Biraz düşündü. "Sana fazla yük oluyoruz."

 

Asla böyle olmuyordu. Benimle kalması için tutuştuğumu bilmiyordu.

 

"Hayır. Asla böyle düşünme." Dediğimde mahçup bir şekilde başını eğdi. "Tamam."

 

Saçlarına beyazlıklar gelmeye başladığında, başımı kaldırdım hafifçe. Kar yağıyordu.

 

"Kar yağıyor.." diye mırıldandı. "Lavin olsaydı, çok sevinirdi." Başımla onayladım. Yerimden kalktım ve oturduğum yerden indim. İlk önce içmiş olduğum sigaraların izmaritlerini çöpe attım. Sonra oturan Laren'e baktım.

 

"İn bakalım." Onaylayarak indi. Yanıma gelip bana baktığında, elimi yanağına koydum. Sonra çektim. "Çok üşümüşsün. İçeriye geçelim hemen." Ceketimi bana geri vermek için çıkarmaya çalıştı.

 

"Hayır. Çıkarma, sende dursun. Ben üşümüyorum." Dediğimde ikna ederek tekrar giymesini bekledim.

 

Giydikten sonra birlikte aşağıya indik. "Sen otur, ben konuşacağım. Olur mu?" Diye mırıldandım. Başıyla onayladı, yoğun bakımın karşısında olan oturma yerine oturdu. Çantasına daldırdı elini.

 

Fakat sanırım bir kaç saat önce çantasında bulduklarından dolayı elini bir anlık çekinerek geri çekti. Sonra hızla çantadan kulaklığını, telefonunu aldı.

 

Bir şarkı açtığını anlamıştım. Gözlerini kapattı, başını geriye yasladı. Bende o sırada yürümeye başladım.

 

Doktor dosyalara bakıyordu. "Doktor bey," Sesim hafifçe yankılandı. Doktor bana doğru döndü. "Buyrun İzel Bey?"

 

"Lavin'in durumunu biliyorsunuz. Mikrop kapması çok büyük olasılık. Hastane ise çok kalabalık ve hasta dolu. İzninizle biz kendi doktorumuzla evde bakmak istiyoruz Lavin'e. Sürekli uyumak zorunda kalıyor burada. Emin olun ki yanımızda olduğunda ona daha iyi davranabiliriz."

 

Doktor bir nefes verdi. "Uyumasını bende istemem ama bedeni çok güçsüz."

 

Başımla onayladım. "Anlıyorum. Ama en azından ablası, ailesi yanındayken daha iyi hissedebilir."

 

Tabii ailesini bulabilirsek.

 

Bir kaç dakika boyunca doktoru ikna etmeye çalıştım.
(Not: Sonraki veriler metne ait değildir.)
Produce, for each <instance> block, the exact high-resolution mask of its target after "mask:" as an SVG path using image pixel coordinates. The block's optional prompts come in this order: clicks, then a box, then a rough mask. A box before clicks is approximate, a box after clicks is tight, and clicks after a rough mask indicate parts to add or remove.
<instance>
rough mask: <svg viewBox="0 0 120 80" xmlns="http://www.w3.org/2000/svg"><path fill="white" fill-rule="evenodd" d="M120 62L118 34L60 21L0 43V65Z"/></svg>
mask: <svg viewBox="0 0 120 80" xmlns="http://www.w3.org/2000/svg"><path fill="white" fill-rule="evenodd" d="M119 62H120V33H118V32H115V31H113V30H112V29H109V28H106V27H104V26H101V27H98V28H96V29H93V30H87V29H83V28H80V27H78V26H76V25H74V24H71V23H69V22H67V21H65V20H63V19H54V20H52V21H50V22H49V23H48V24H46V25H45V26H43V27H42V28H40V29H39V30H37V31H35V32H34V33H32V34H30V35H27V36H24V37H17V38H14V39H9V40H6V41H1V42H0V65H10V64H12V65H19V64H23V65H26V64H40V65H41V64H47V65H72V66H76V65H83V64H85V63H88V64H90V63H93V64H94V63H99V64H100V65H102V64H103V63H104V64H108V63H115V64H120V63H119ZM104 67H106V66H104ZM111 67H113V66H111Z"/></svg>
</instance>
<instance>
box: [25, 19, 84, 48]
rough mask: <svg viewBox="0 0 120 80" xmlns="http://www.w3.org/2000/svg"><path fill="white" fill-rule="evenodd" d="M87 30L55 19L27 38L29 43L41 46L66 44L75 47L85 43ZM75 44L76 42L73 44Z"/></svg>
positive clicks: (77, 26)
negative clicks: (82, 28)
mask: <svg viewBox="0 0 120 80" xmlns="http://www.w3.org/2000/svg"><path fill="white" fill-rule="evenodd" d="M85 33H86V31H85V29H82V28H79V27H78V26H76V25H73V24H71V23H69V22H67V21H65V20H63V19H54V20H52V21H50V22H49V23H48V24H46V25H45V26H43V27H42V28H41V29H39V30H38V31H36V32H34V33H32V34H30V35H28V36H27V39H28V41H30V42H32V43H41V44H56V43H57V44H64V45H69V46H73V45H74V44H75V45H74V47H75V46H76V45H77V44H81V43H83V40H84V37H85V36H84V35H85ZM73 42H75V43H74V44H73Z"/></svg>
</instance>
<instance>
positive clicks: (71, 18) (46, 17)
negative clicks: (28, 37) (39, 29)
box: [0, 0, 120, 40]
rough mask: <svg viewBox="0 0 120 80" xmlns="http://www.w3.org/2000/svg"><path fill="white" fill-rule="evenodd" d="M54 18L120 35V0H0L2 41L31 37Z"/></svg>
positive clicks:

Fakat en sonunda kabul etti. Lavin'in hazırlıklarını yapmaya başladıklarında, Laren'i çok yanlız bıraktığımı fark ettim. Hızla yürümeye başladım.

 

Konu Laren Alin ve Lavin Alin olunca polislere bile güvenmiyordum.

 

Telefonumu çıkarttım, Kubilay'ı aradım. "Efendim İzel?" Diyerek açtı telefonu.

 

"Gitmişsin." Yürümeye devam ettim. "Sen gidince, bende daha fazla durmadım. Bir sorun mu var?" Duraksadı. "Hayır yok. Yarım saat içinde Larin'i, ablamları alıp dağ evine geçin Çağatayla. Akgün gelirse iyi olur. Laren'i eve getireceğim." Hızla onayladı. "Hemen." Telefonu kapattım.

 

Endişe ederek yoğun bakım katına geldim.

 

Fakat hâlâ daha bıraktığım gibi gözleri kapalı oturan Laren, rahatlamama neden oldu.

 

Yanına yaklaştığımda mırıldandığını işittim.

 

"Söylenen hep yalanken, ne baba ne dost sorarken. İstemem hiç, sevme beni ben henüz gençken."

 

Güzelliğine hayran bir şekilde baktım. Saçları hayatımda gördüğüm en güzel renge sahipti. Beyaz teniyle, gerçek olması imkansız olacak kadar güzel görünen bir oyuncak bebeğe benziyordu.

 

Yavaşça yutkunarak yanında durdum, şarkıyı söylemeye devam etti.

 

"Kalbimden nefreti, aklımdan geçmişi, sırtımdan o yükleri al bu gece."

 

Sanki sözleri gerçekten söylüyordu. Sırtından yükleri alabilirdim, hemde sadece bu gece değil. Geçmişini de güldürebilirdim. Fakat kalbindeki o nefreti ben alamazdım.

 

Nefretin oluşmasına neden olan kişi haricinde kimse yapamazdı bunu.

 

Yanına oturdum, ama arkama yaslanmadım. Dirseklerimi dizlerime dayadım, öyle kaldım. Oturmamı anlamış olacaktı ki, kulaklığını çıkarıp benim gibi öne doğru eğildi.

 

"İzel?" Dedi kısık çıkan sesiyle. Ona doğru döndüm. "Gideceğiz."

 

Başıyla onayladı, yorgunca gözlerini kapattı. Bir kolumu sırtına uzattım, sıvazladım. "Teşekkür ederiz."

 

Hafifçe gülümsedim. "Rica ederim."

 

Gözlerine baktığımda masum bakışlarını bana dikti. Fakat hemşirenin sesiyle o tarafa döndük ikimizde. "Lavin uyanıyor."

 

Hızla ayağa kalkan Laren'in peşinden bende kalktım."Giyinmem gerekiyor mu?"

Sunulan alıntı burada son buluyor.